多细胞动物的每个细胞表达（转录）所有可用基因的一个子集。有些基因在所有细胞中转录，有些在细胞类型的子集中转录，而有些只在单一细胞类型中转录。细胞中正确的基因表达，在发育和分化过程中开启和关闭基因，对于正常的细胞功能、正常的生物体发育和终身健康至关重要。每个细胞的基因表达库是由细胞的身份决定的，并在发育和细胞分化过程中建立。精子是非常特殊的细胞，能够执行几种独特的生物功能，包括使卵子受精。在人类和大多数其他动物中，基因组中所有基因的10-20%只在睾丸中转录，在注定要分化成精子的细胞中转录，这种表达对精子的形成和功能至关重要，因此对正常生殖至关重要。令人惊讶的是，人们对睾丸特异性基因表达的调控因素知之甚少，尽管这对生育能力至关重要。在这个项目中，我们将使用果蝇，黑腹果蝇，来研究睾丸特异性表达基因的转录是如何被激活的。我们之前已经确定了一组蛋白质，它们作为一个复合体一起工作，在靶基因的调控区域与DNA结合，并激活它们的表达。这个复合体中的四种蛋白质包含我们预测直接与DNA结合的区域。我们知道，睾丸特异性基因的起始位点只需要一个非常短的DNA序列区域就能激活它们。然而，当比较受该复合体调控的1000多个基因时，这些短区域的实际DNA序列彼此之间几乎没有相似性。这个复合物是如何识别明显不同的DNA片段，与它们结合，并激活相邻的基因，而忽略了其他DNA位点的？我们将使用一组独立的实验方法，结合相互关联和综合的计算分析来回答这个问题。1)我们将确定我们复合物中每个DNA结合蛋白的DNA序列结合偏好。这将使我们能够看到这些序列在整个基因组中的位置——我们希望它们在睾丸表达基因的位置富集。2)我们将确定基因组中睾丸细胞中每种复杂蛋白的所有位点——我们希望它们在睾丸表达基因的位置富集。3)我们将制造突变版本的蛋白质，这些蛋白质仍然可以对复合体做出贡献，但不能再结合DNA，然后识别在睾丸细胞中发现这些突变蛋白质的基因组中的所有位点，以及这对基因表达的影响-我们预计某些位点的结合会丢失，与这些位点相关的基因将不再表达。4)这些实验的结果将使我们更清楚地了解决定睾丸特异性基因表达以响应我们的蛋白质复合物的生物学规则。为了确定我们是否真的理解了这些规则，我们将测试一组基因控制区域的突变版本的活动，我们预测应该或不应该激活基因表达。5)最后，新进化的基因通常只在睾丸中表达，它们的表达需要我们的调节蛋白复合物。这些基因是如何获得这种表达模式的？我们将通过将我们的复合物引导到基因组的不同区域并评估将其定位到特定区域是否足以激活附近DNA序列的表达来开始测试这一点。

项目成果

Differential gene expression underpinning production of distinct sperm morphs in the wax moth Galleria mellonella.

差异基因表达支撑蜡蛾大蜡螟中不同精子形态的产生。

• DOI: 10.1101/2023.12.13.571524
• 发表时间: 2023
• 作者: Moth E

Emergent dynamics of adult stem cell lineages from single nucleus and single cell RNA-Seq of Drosophila testes.

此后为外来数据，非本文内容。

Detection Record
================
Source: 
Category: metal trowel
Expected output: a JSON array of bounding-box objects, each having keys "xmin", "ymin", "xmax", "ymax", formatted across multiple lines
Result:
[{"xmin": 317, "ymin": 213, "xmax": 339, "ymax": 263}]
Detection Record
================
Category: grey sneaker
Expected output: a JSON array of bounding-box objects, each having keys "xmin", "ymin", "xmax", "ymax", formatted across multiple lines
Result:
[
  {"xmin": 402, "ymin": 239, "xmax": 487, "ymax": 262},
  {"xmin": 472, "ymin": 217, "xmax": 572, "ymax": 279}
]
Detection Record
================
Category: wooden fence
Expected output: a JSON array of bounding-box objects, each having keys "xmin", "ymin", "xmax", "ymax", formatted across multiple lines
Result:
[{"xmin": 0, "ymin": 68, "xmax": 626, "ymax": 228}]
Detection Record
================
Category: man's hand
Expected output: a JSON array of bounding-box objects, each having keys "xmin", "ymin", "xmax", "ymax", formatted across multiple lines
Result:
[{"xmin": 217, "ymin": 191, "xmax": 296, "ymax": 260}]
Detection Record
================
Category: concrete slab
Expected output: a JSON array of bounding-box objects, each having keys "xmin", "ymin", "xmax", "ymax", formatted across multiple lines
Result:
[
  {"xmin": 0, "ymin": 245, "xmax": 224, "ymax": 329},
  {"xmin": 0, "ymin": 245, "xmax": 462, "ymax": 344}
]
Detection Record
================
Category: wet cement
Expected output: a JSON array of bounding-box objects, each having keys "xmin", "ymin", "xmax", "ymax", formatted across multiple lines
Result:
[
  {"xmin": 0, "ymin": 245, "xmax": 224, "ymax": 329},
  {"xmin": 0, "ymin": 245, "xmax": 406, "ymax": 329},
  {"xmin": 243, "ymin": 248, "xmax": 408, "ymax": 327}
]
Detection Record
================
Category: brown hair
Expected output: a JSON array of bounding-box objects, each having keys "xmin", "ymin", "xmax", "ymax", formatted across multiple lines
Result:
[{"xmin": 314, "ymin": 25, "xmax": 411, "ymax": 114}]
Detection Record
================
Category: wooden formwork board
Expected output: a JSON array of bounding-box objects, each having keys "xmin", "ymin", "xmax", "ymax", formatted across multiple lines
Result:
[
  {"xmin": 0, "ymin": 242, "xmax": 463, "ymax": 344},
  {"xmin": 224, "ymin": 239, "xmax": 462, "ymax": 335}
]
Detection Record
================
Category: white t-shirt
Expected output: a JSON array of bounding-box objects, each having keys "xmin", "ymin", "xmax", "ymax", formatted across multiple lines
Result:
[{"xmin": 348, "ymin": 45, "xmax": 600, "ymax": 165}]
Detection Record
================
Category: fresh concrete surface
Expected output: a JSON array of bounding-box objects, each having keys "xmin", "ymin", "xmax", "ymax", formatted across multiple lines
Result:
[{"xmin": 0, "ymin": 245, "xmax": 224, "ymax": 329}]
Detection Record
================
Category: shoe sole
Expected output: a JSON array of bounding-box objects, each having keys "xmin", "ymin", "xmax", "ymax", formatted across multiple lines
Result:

• DOI: 10.7554/elife.82201
• 发表时间: 2023-02-16
• 期刊: ELIFE
• 影响因子: 7.7
• 作者: Raz, Amelie A.;Vida, Gabriela S.;Stern, Sarah R.;Mahadevaraju, Sharvani;Fingerhut, Jaclyn M.;Viveiros, Jennifer M.;Pal, Soumitra;Grey, Jasmine R.;Grace, Mara R.;Berry, Cameron W.;Li, Hongjie;Janssens, Jasper;Saelens, Wouter;Shao, Zhantao;Hu, Chun;Yamshita, Yukiko M.;Przytycka, Teresa;Oliver, Brian;Brill, Julie A.;Krause, Henry;Matunis, Erika L.;White-Cooper, Helen;DiNardo, Stephen;Fuller, Margaret T.;Buszczak, Michael
• 通讯作者: Buszczak, Michael

Fly Cell Atlas: A single-nucleus transcriptomic atlas of the adult fruit fly.

• DOI: 10.1126/science.abk2432
• 发表时间: 2022-03-04
• 期刊: Science (New York, N.Y.)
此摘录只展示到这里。